No existía causa justificada para que la aseguradora no hubiera realizado la consignación al menos parcial y conforme a baremo, de las cantidades debidas en los tres meses siguientes a la producción del siniestro.
En este extremo concreto, el recurso de la acusación particular, al que se adhiere expresamente el Ministerio Fiscal, debe ser estimado.
Por tanto, los intereses se devengarán desde la sentencia de acuerdo con lo establecido en el artículo 576 LEC .
OCTAVO.- Costas procesales.-
En relación con las costas de la acusación particular, debe recordarse que la jurisprudencia del Tribunal Supremo (por todas, STS de 10 de noviembre de 2.004 ) ha establecido de manera consolidada la doctrina, también de modo reiterado aplicada por esta Audiencia Provincial, de que las costas de la Acusación Particular deben entenderse comprendidas dentro de la condena en costas que se debe efectúar al condenado en una sentencia penal, incluso aunque no se establezca expresamente en la sentencia. De dicha regla general deben excluírse aquellos supuestos especiales en los que la Acusación Particular haya introducido tesis y peticiones notoriamente inviables, perturbadoras y perjudiciales al normal planteamiento del debate.
De modo obvio, no es éste el supuesto actual, razón por la cual se incluyen en la condena en costas las devengadas por dicha Acusación.
Las costas de la alzada se declaran de oficio.

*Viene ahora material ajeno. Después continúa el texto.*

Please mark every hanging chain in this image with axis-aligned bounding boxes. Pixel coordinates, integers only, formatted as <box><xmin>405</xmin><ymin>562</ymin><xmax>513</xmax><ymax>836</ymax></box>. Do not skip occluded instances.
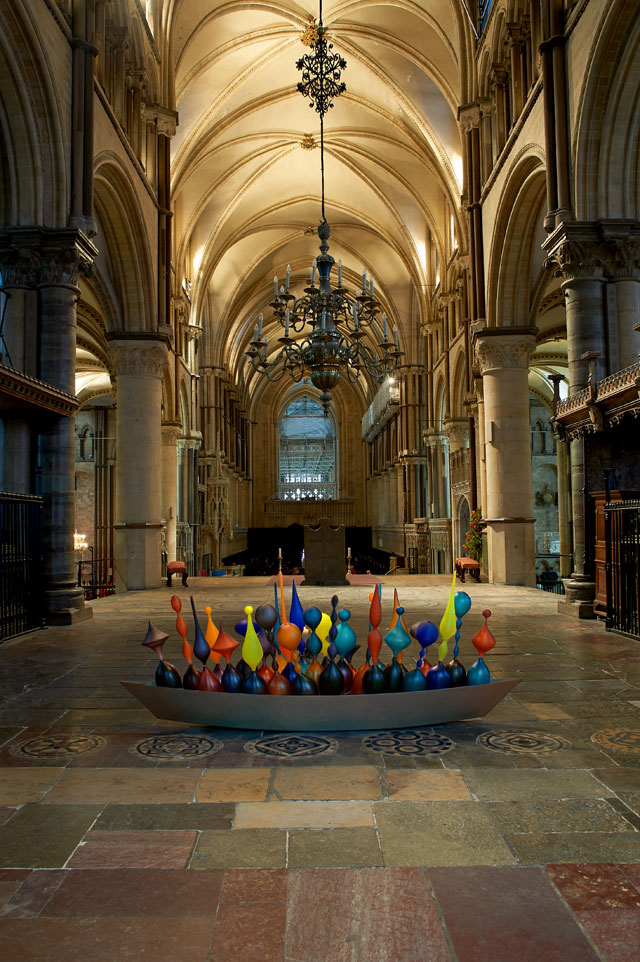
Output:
<box><xmin>296</xmin><ymin>0</ymin><xmax>347</xmax><ymax>223</ymax></box>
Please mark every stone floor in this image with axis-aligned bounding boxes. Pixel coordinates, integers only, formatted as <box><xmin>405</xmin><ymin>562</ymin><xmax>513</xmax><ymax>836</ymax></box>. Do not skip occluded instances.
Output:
<box><xmin>0</xmin><ymin>576</ymin><xmax>640</xmax><ymax>962</ymax></box>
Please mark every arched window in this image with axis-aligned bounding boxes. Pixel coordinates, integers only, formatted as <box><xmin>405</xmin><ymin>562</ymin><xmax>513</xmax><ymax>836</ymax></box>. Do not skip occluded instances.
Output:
<box><xmin>278</xmin><ymin>396</ymin><xmax>336</xmax><ymax>501</ymax></box>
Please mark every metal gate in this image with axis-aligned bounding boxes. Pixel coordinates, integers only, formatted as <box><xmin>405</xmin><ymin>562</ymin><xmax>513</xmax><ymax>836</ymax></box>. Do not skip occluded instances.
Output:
<box><xmin>0</xmin><ymin>492</ymin><xmax>44</xmax><ymax>639</ymax></box>
<box><xmin>604</xmin><ymin>501</ymin><xmax>640</xmax><ymax>637</ymax></box>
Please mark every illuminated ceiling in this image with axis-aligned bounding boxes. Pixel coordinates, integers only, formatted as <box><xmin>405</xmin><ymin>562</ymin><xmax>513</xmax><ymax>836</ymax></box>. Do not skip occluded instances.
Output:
<box><xmin>165</xmin><ymin>0</ymin><xmax>470</xmax><ymax>398</ymax></box>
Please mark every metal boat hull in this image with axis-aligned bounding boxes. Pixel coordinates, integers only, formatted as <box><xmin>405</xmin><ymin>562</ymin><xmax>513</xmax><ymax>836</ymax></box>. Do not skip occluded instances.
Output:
<box><xmin>122</xmin><ymin>678</ymin><xmax>520</xmax><ymax>732</ymax></box>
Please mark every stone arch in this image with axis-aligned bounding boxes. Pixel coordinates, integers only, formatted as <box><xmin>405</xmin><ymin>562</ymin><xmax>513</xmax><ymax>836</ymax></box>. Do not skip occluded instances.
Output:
<box><xmin>95</xmin><ymin>155</ymin><xmax>156</xmax><ymax>332</ymax></box>
<box><xmin>487</xmin><ymin>151</ymin><xmax>546</xmax><ymax>327</ymax></box>
<box><xmin>573</xmin><ymin>0</ymin><xmax>640</xmax><ymax>221</ymax></box>
<box><xmin>0</xmin><ymin>4</ymin><xmax>67</xmax><ymax>226</ymax></box>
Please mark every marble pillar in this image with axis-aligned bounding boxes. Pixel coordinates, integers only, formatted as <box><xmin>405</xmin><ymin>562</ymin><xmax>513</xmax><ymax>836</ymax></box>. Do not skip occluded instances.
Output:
<box><xmin>475</xmin><ymin>328</ymin><xmax>535</xmax><ymax>586</ymax></box>
<box><xmin>109</xmin><ymin>338</ymin><xmax>167</xmax><ymax>591</ymax></box>
<box><xmin>37</xmin><ymin>229</ymin><xmax>97</xmax><ymax>624</ymax></box>
<box><xmin>543</xmin><ymin>222</ymin><xmax>609</xmax><ymax>618</ymax></box>
<box><xmin>162</xmin><ymin>424</ymin><xmax>181</xmax><ymax>561</ymax></box>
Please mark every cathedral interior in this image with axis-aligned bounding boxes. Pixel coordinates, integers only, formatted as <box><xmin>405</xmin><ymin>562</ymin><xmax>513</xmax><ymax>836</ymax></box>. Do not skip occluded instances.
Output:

Vistos los preceptos citados y demás de general y pertinente aplicación;
Fallo
Debemos desestimar y desestimamos íntegramente el recurso de apelación interpuesto por la Procuradora de los Tribunales Sra. Etxabe, en nombre y representación de Jose Luis contra la sentencia de fecha 5 de Noviembre del 2011, dictada por la Ilma Magistrada- Juez que sirve el Juzgado de lo Penal nº1 de Donostia- San Sebastián , con estimación parcial del recurso interpuesto por Sabino , por lo que la suma que se condena a indemnizar al Sr. Jose Luis es de 194.092,3 euros, con aplicación, para la Companía aseguradora Alianz de los intereses previstos en el art. 20.4 de la LCS , manteniéndose el resto de pronunciamientos de la resolución combatida.
Las costas de esta apelación son declaradas de oficio.
Frente a esta resolución no cabe interponer recurso ordinario de ninguna clase.
Con certificación de esta resolución y carta orden remítase los autos originales al Juzgado de procedencia para su conocimiento y ejecución.
Así, por esta nuestra Sentencia, lo pronunciamos, mandamos y firmamos.
PUBLICACIÓN.-Dada y pronunciada fue la anterior Sentencia por los/las Ilmos/as. Sres/as. Magistrados/as que la firman y leída por el/la Ilmo/a. Magistrado/a Ponente en el mismo día de su fecha, de lo que yo el/la Secretario doy fe.